Use Kafka to ingest real-time data

Apache Kafka can be used as a messaging system, a publish subscribe system, or as a streaming processing platform. It stores data to a log that can be read real-time, post processed, and can be read by multiple consumers at the same time.

Use Spark structured streaming to process real-time events

Apache Spark is an open-source distributed data processing engine that can be used in many circumstances to quickly process, query, analyze, and transform data at scale. Spark is commonly used to perform ETL and SQL jobs on big data, processing streaming data, and performing machine learning.

Spark structured streaming has features unavailable on other platforms, such as fault tolerance guarantees, the ability to join batch and streaming data, the ability to handle late arriving data, and many more that we will learn more about later in this module. Also, with Azure HDInsight you can create a VNET that houses both your Spark and Kafka cluster. With both clusters in one VNET, the Spark cluster can access individual partitions of data within the Kafka cluster, instead of talking across clusters or endpoints. By providing access to individual partitions of data, you increase the parallelism you have in the real-time processing job, which gives you better throughput.

Scenarios for using Kafka with Spark

There are many real-time analytics scenarios that would benefit from the real-time streaming that Apache Kafka and Spark enable. All these scenarios have both a streaming data ingestion component, which is the Kafka component, and an analytical process running on the data, which is the Spark component.

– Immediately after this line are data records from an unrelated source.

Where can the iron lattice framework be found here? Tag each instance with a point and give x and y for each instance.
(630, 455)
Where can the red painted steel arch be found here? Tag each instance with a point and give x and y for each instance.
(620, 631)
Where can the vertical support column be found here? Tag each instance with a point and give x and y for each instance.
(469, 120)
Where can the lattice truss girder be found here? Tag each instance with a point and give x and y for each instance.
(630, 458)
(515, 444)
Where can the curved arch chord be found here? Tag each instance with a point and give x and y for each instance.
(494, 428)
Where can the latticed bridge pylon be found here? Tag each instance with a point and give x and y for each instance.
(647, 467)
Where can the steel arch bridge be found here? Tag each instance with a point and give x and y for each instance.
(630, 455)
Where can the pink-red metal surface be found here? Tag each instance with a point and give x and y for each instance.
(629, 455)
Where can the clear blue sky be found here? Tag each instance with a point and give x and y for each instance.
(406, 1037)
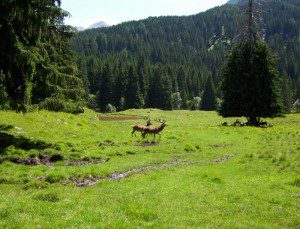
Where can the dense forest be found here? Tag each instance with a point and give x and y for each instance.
(37, 67)
(164, 62)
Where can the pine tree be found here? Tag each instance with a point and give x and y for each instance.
(287, 93)
(35, 57)
(250, 78)
(105, 94)
(133, 95)
(209, 99)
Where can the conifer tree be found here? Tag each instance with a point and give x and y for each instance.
(209, 99)
(133, 98)
(105, 94)
(287, 93)
(250, 84)
(35, 58)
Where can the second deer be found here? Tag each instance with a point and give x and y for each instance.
(154, 129)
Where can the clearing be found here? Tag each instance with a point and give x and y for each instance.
(62, 170)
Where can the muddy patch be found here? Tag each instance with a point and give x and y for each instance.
(219, 146)
(48, 160)
(119, 175)
(25, 161)
(223, 158)
(108, 143)
(146, 144)
(119, 118)
(82, 162)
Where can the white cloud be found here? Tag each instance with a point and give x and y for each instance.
(87, 23)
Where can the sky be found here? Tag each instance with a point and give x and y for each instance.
(87, 12)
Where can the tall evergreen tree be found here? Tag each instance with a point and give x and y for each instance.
(209, 99)
(288, 96)
(35, 57)
(250, 78)
(105, 94)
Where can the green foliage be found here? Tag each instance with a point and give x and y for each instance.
(296, 106)
(288, 96)
(195, 103)
(134, 97)
(188, 48)
(176, 100)
(209, 99)
(4, 101)
(59, 105)
(236, 176)
(251, 83)
(35, 58)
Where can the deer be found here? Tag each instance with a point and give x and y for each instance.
(140, 128)
(154, 129)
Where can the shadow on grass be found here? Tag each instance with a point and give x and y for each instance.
(20, 142)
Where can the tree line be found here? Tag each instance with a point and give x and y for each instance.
(37, 67)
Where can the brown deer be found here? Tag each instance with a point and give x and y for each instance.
(154, 129)
(140, 128)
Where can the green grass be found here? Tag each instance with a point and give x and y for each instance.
(257, 186)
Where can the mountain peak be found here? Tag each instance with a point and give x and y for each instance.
(98, 25)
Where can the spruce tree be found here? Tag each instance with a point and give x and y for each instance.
(288, 95)
(209, 99)
(133, 98)
(250, 83)
(105, 94)
(35, 58)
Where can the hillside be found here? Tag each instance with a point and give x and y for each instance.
(189, 48)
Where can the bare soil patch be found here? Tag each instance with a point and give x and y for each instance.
(223, 158)
(119, 175)
(119, 118)
(82, 162)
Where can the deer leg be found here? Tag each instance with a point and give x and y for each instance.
(133, 133)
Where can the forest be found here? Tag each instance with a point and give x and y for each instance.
(165, 62)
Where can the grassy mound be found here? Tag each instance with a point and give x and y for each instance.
(197, 174)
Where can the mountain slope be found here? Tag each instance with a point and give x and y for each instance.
(99, 24)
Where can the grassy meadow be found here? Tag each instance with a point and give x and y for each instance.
(198, 174)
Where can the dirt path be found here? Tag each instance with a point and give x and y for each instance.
(121, 175)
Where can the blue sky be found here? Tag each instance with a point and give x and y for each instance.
(86, 12)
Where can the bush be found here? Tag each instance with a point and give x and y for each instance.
(59, 105)
(110, 109)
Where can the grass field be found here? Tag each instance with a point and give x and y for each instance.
(197, 174)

Scenarios for using Kafka with Spark

  • real-time fraud detection to ingest financial transaction data and compare it to historical patterns of fraudulent behavior.
  • Fleet management and connected car scenarios in which you ingest IoT device data, and react when certain sensor data such as mileage, speed, location, or temperature data reaches a threshold.
  • Clickstream analysis on ecommerce solutions, to analyze how the page placement of products can influence impulse purchases and click throughs.
  • Real-time patient monitoring to watch blood-pressure and heart rate information and notify doctors when a patient is in a critical state.
  • Smart grid solutions that watch electrical use and respond as demands change.
  • Customer behavior in stores, to find out what purchases are made at certain times of day to schedule restocking and modify checkout lane staffing.
  • IT Infrastructure and network monitoring to watch for server availability and bandwidth and reroute traffic when needed.
  • real-time demand and inventory management to watch for low inventory levels and prompt re-order or restocking of those items.

Easy migration from batch to streaming

In many cases, these scenarios start on-premises, or with batch processing of data, but as solutions develop and needs evolve, batch processing moves to streaming, and on-premises applications move to the cloud. As mentioned above, Spark structured streaming is unique in its ability to handle both batch and streaming jobs, which make it easier to transition any batch processing you do into real-time jobs as you can transition from one to the other, or use them at the same time, using the same applications and frameworks.